Oscar pedigree: In three nominations, Portman won lead actress for 2010’s “Black Swan.”

“Natalie brings an incredible amount of preparedness and thoughtfulness to her work, whether she is in front of or behind the camera,” says her MountainA producing partner Sophie Mas. “I have always been impressed by the risks she takes as an actress and her full commitment to the role. In ‘May December,’ she plays an actress researching a role for a film. Of course, the character is nothing like Natalie is as an actress, and the subtleties and nuance she brings to the performance are revelatory.

“In particular, she delivers a monologue toward the end of the film which I truly believe people will be teaching in acting classes in years to come. But unlike some actors, Natalie can move seamlessly between shots and wear different hats. She is a chameleon. She can disappear into the character in one moment and in the next be handling a task as a producer, or as a mom the next.

“Those same qualities also make her a terrific producer deftly navigating the many people and tasks involved. 2022 was a busy year for our production company, filming two other projects (‘Lady in the Lake’ and ‘Angel City’). There were days when we were on set filming for ‘Lady in the Lake’ where during lunch we’re having calls to solve schedule shuffling due to COVID cases and then looking at casting and prep for ‘May December.’ It was really impressive to see her so effortlessly balancing it all when we all know how much effort it truly takes.”

Ryan Gosling as Ken rides in the back seat of a pink convertible as Margot Robbie as Barbie drives in "Barbie."
Ryan Gosling stars as Ken alongside Margot Robbie’s Barbie.
(Associated Press)

Margot Robbie

Barbie in “Barbie”

Elevator pitch: The iconic doll suffers an identity crisis that requires her to journey from Barbie Land to the Real World, with Ken (Ryan Gosling) in tow.

Director: Greta Gerwig

Oscar pedigree: Robbie earned lead actress nominations for 2017’s “I, Tonya,” and as supporting actress for 2019’s “Bombshell.”

“Margot’s ability to wear two hats and switch between them instantaneously is remarkable,” says her LuckyChap partner and “Barbie” co-producer Tom Ackerley. “She can go from acting in any type of scene to springing off set and getting straight into a call about budgets or whichever production conversation we’re having at any given moment.

“As a producer, she has an ability to get to the root of whatever needs to be done. She’s so incredibly present, collaborative and personable at all times, and she gives time to — and manages — all types of personnel, from studio heads to facilities drivers.

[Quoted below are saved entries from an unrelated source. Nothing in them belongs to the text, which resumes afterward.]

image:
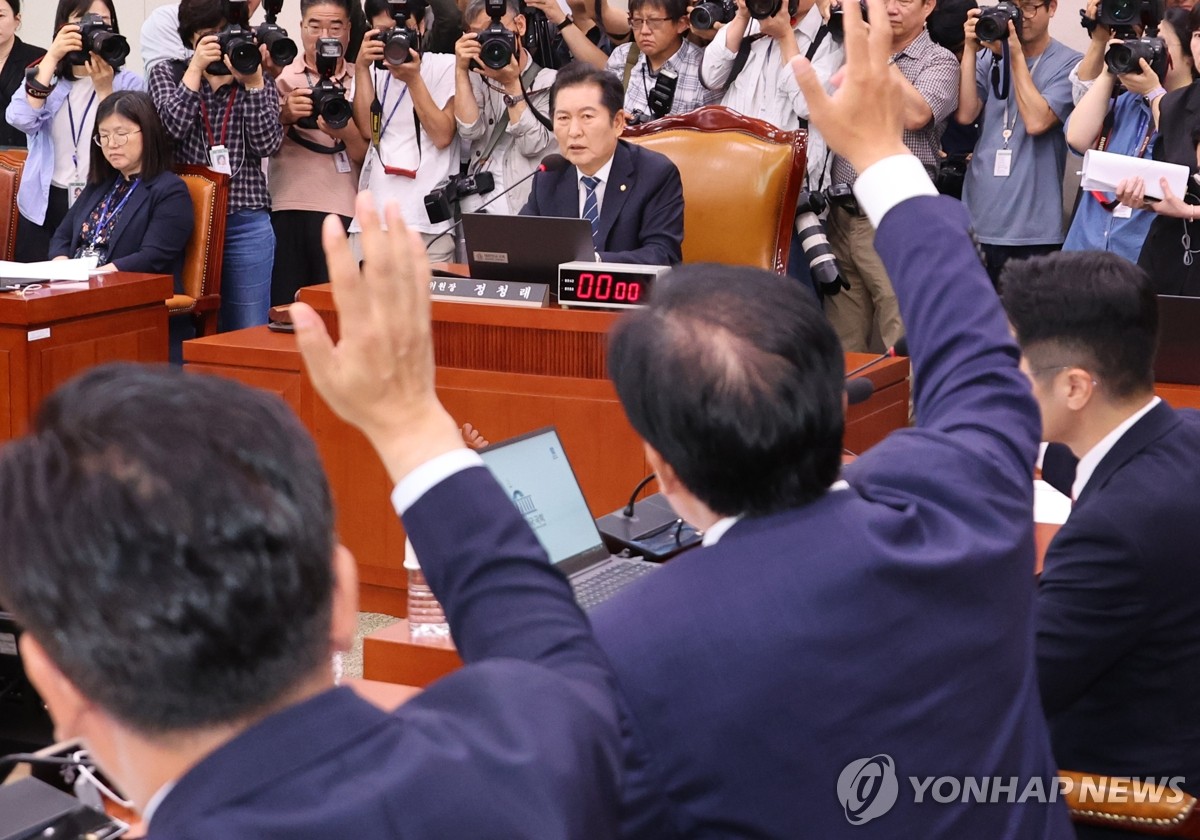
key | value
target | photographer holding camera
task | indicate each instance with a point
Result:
(1015, 77)
(316, 171)
(1125, 125)
(222, 114)
(659, 42)
(58, 112)
(403, 101)
(507, 141)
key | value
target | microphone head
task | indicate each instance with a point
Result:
(553, 163)
(858, 389)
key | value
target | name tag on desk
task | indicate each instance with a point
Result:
(467, 291)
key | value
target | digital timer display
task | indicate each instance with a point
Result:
(606, 285)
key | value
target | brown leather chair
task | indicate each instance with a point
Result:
(205, 250)
(1131, 805)
(741, 180)
(12, 163)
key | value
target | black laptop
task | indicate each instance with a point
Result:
(537, 475)
(523, 249)
(1179, 341)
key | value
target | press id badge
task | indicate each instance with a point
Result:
(219, 160)
(75, 189)
(1003, 163)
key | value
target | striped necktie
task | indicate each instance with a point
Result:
(592, 207)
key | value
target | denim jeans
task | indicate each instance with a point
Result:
(246, 274)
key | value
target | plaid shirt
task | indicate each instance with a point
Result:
(689, 93)
(253, 133)
(934, 72)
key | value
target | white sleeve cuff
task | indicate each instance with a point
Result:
(430, 474)
(888, 183)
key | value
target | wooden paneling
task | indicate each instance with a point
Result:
(48, 336)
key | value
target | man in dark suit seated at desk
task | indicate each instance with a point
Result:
(834, 641)
(169, 547)
(1117, 606)
(633, 196)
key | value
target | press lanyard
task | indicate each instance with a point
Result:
(225, 123)
(1008, 126)
(381, 126)
(76, 136)
(106, 215)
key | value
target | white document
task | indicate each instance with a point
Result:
(49, 270)
(1049, 505)
(1103, 171)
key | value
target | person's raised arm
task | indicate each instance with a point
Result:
(965, 363)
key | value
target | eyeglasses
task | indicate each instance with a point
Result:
(118, 138)
(654, 24)
(334, 29)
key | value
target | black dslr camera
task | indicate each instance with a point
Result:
(101, 39)
(328, 96)
(497, 43)
(439, 203)
(993, 22)
(837, 23)
(281, 48)
(707, 15)
(660, 99)
(400, 39)
(1126, 58)
(761, 10)
(822, 263)
(237, 42)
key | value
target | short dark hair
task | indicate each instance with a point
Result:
(137, 108)
(672, 9)
(196, 16)
(612, 94)
(63, 16)
(1093, 306)
(168, 541)
(736, 378)
(945, 23)
(345, 5)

It’s a true superpower that few have.”

Emma Stone stares off into the distance against a brilliant blue sky in "Poor Things."
Emma Stone stars in and co-produced “Poor Things.”
(Atsushi Nishijima / Searchlight Pictures)

Emma Stone

Bella Baxter in “Poor Things”

Elevator pitch: A near-dead woman (Stone) springs back to life and has awakenings of all sorts — especially sexual — after a scientist (Willem Dafoe) transplants a baby’s brain into her head.


Director: Yorgos Lanthimos

Oscar pedigree: In three nominations, Stone won lead actress for 2016’s “La La Land.”

“Emma was one of the first people I spoke to about ‘Poor Things’ when it finally felt that it was possible to put it together,” says Lanthimos, who produced alongside Stone. “It was something I wanted to make for a while, and after ‘The Favourite,’ it seemed like a great opportunity to give it a go. She immediately got excited with the premise of the novel and was completely taken by the character of Bella Baxter the same way I was.

“From then on, she was hooked. She wanted to know everything, see everything and listen to everything. Her joining us as a producer on the film was inevitable. Emma believed in it from the start more than anyone. She’s the perfect sounding board about everything. We talked about other actors, looked at the set and costumes and researched ideas and design.

“As a producer, she encouraged and gave me a lot of confidence in every aspect of making the film. At the same time, I watched her create Bella Baxter with wonder and was immensely inspired by her talent. I could never hope for a better creative partner.”